The problem is a random prisoner out of 100 is sent a room with a light bulb in it each hour. How can you guarantee that all prisoners have been in the room at least once and what is the expected number of turns for this?
Solution is prisoners choose 1 person among themselves calling him counter. If a prisoner enters the room he turns the light on if it is off and leaves it if it is on but each prisoner turns the light on only one time ie if a prisoner turned the light on once he will not do so again. When counter enters he turns the light off if it is on and leaves it if it is off. This way if counter turns the light off 99 times they guarantee that everyone has been in the room.
Now if x^k denotes the probability that this process ends in k turns i can use the generating function of x^k's to find the expected value. However i have no idea how i can find the probability.
Generating functions don't look like the right way to go to me, because as you say, it will be difficult to calculate the probability that the process takes a particular number of turns. Instead, I suggest you attack it like the coupon collector's problem. Suppose $k$ prisoners, other than the counter have entered the room. We need the counter to enter the room and turn of the light and then we need some prisoner who has not yet entered to enter the room.
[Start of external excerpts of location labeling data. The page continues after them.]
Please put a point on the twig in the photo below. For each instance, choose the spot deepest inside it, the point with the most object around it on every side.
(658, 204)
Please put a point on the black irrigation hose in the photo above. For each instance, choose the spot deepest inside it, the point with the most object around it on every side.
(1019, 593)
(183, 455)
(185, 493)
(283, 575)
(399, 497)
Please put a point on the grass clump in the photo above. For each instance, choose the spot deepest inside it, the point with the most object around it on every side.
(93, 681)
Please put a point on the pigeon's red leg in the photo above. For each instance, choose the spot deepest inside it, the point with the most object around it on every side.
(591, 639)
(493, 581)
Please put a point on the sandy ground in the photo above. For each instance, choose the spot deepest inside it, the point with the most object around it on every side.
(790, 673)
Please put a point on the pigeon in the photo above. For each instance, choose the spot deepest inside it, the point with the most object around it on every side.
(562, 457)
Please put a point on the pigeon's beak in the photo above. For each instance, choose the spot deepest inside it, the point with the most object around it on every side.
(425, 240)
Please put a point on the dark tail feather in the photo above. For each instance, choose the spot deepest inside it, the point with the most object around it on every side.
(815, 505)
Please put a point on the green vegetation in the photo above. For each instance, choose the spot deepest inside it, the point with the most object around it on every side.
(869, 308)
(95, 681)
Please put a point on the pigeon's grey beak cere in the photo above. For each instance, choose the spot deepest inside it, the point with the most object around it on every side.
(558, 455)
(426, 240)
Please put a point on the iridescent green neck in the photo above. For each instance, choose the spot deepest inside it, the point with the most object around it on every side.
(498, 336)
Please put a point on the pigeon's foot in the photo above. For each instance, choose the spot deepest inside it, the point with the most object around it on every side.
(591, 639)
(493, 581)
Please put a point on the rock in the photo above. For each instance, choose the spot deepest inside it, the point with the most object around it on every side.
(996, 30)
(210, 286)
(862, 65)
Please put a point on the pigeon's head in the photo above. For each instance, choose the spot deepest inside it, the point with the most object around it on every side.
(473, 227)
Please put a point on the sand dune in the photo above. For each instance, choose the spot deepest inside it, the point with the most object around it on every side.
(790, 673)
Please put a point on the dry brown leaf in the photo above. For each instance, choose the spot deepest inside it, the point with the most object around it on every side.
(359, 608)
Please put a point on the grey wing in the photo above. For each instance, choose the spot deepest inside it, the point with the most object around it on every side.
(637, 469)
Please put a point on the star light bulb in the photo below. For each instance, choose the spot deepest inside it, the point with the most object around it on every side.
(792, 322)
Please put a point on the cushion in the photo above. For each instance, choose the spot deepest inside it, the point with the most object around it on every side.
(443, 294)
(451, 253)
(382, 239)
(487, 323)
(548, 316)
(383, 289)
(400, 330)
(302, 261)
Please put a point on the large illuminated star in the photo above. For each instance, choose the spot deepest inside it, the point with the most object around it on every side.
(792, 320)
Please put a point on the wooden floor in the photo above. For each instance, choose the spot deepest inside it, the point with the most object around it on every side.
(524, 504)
The probability that the counter is chosen to enter the room is ${1\over100}.$ Since we have a geometric distribution the expected number of turns until he enters the room is $100$. Then we need a new prisoner to enter. There are $99-k$ new prisoners, so the expected number of turns until one of them enters is ${100\over99-k}.$
I'm certain you'll be able to work it out now. One note of caution though: the answer depends on whether the light is initially on or off.